Efficacy of Topical Propranolol gel in Infantile Hemangioma
Malumani Malan1, Wu Jianbo2 and Song Ji Quan3*
1 Department of Dermatology and Venereology, Zhongnan Hospital of Wuhan University, China
2 Deputy Head of Department of Dermatology and Venereology, Zhongnan Hospital of Wuhan University, China
3Deputy Head of Department of Dermatology and Venereology, Zhongnan Hospital of Wuhan University, China
Submission: October 06, 2018; Published: November 30, 2018
*Corresponding author: Song Ji Quan, Head of Department of Dermatology and Venereology, Zhongnan Hospital of Wuhan University, China.
How to cite this article: Malumani Malan, Wu Jianbo, Song Ji Quan. Efficacy of Topical Propranolol gel in Infantile Hemangioma. Acad J Ped Neonatol. 2018; 7(3): 555769. DOI: 10.19080/AJPN.2018.07.555769
Abstract
Infantile hemangiomas (IHs) are vascular neoplasms characterized by aberrant proliferation of endothelial cells and abnormal blood vessel architecture, characterized by an initial phase of rapid proliferation followed by an involutional phase. They are the commonest benign neoplasms of infancy. We discuss a cases report of a 7-month old male infant who responded well to topical propranolol gel-ointment which offers a nouvelle, effective and acceptable means of treating Infantile Hemangiomas. Propranolol gel is efficacious in treating IH, with also a low side effects profile or none at all. This case report offers clinicians a quick review and acceptable alternative approach in management of IH.
Keywords: Infantile hemangiomas, Strawberry hemangiomas, Infantile capillary hemangiomas, propranolol gel/ointment, Beta-blocker
Abbrevations: IH: Infantile Hemangioma; GLUT1: Glucose Transporter-1
Introduction
Infantile hemangiomas (IHs) are vascular neoplasms characterized by aberrant proliferation of endothelial cells and abnormal blood vessel architecture, characterized by an initial phase of rapid proliferation followed by an involutional phase [1,2]. They are also referred as infantile capillary hemangiomas, [3] strawberry hemangiomas.
HI usually appears in the initial weeks of life and grows most rapidly over the first six months. Usually, growth is complete, and involution has commenced by twelve months [4]. Subhash et al notes that half of all infantile hemangiomas would have completed involution by age five years, 70% by age seven, and most of the remainder by age twelve years.
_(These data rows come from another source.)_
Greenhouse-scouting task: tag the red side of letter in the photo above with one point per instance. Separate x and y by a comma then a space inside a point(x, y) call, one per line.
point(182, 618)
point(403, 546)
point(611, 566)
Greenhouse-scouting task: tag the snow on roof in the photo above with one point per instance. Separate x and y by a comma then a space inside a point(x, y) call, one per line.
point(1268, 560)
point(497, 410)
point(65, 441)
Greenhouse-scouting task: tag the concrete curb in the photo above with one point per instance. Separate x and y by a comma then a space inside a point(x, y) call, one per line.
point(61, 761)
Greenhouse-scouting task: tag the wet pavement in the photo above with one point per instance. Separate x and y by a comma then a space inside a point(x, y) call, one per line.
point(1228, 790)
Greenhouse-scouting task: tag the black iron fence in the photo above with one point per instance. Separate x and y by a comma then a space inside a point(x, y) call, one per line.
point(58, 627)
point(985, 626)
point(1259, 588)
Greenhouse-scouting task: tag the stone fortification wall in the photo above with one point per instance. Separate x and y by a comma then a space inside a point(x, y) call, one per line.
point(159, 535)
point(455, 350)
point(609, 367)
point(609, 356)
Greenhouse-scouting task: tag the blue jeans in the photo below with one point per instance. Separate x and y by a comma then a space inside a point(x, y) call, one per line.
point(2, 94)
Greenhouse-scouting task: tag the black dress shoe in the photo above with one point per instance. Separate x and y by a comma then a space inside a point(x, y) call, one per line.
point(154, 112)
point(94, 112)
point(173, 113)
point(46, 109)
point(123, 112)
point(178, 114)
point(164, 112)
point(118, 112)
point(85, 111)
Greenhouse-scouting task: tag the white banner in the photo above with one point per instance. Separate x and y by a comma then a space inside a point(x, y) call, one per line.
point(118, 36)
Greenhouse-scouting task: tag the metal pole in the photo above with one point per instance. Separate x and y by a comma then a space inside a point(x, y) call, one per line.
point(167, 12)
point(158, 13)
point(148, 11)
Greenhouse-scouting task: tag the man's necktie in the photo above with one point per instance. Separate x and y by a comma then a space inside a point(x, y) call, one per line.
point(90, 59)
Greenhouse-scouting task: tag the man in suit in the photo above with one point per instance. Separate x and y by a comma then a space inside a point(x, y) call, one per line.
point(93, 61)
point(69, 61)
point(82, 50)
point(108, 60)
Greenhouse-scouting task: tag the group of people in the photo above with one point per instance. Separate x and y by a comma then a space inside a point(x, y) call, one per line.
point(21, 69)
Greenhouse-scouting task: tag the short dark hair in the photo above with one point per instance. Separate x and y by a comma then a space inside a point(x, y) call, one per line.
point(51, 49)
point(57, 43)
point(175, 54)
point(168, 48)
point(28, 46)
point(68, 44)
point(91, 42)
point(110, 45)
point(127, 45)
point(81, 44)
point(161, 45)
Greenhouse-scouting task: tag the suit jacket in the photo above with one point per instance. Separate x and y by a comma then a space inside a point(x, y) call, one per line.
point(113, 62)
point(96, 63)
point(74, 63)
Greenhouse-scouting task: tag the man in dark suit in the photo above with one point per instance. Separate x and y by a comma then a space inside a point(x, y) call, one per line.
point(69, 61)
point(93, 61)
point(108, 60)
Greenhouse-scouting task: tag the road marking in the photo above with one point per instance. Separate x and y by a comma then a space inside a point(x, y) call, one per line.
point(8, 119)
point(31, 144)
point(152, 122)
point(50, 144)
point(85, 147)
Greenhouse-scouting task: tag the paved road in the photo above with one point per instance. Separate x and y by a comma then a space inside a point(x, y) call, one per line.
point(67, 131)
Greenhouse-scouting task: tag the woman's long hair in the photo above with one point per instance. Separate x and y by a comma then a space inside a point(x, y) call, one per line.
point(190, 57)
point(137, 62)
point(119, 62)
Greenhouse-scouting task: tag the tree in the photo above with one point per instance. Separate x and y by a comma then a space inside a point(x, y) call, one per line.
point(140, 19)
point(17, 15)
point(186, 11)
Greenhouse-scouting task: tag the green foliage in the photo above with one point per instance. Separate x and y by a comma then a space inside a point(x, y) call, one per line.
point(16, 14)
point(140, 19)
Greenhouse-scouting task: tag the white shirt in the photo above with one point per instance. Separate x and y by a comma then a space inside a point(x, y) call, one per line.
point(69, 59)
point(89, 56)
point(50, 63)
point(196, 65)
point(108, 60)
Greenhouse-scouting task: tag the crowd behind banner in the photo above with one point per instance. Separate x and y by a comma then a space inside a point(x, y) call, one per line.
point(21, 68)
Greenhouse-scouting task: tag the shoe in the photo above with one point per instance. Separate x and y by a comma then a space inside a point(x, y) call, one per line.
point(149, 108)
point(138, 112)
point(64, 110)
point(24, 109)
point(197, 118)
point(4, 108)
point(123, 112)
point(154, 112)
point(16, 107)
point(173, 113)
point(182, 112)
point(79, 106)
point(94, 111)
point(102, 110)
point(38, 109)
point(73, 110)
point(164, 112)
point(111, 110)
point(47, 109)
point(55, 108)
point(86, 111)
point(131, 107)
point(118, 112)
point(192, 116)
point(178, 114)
They are the commonest benign neoplasms of infancy. According to Darrow et al., the incidence of IH is estimated at approximately 5% of infants and has a female to male predominance ratio ranges from 1.4:1 to 3:1 [1]. Some attributable risk factors for IH include the following but not limited to white race, prematurity, low birth weight, multiple gestation pregnancy, placenta previa, advanced maternal age, and preeclampsia. Other risk factors may include in utero diagnostic procedures like chorionic villus sampling and amniocentesis, use of fertility drugs or erythropoietin, breech presentation, and being first born [5]. Although most of these neoplasms are small and harmless, [6] some may be life- or function-threatening or have associated structural congenital anomalies [7]. Early lesions may resemble a red scratch or patch, a white patch, or a bruise. Clinically, the majority of hemangiomas occur on the head and neck, but they can occur almost anywhere [8]. The appearance and color of the hemangioma depends on its location and depth within the level of the skin, thus categorized as either superficial or deep infantile hemangioma.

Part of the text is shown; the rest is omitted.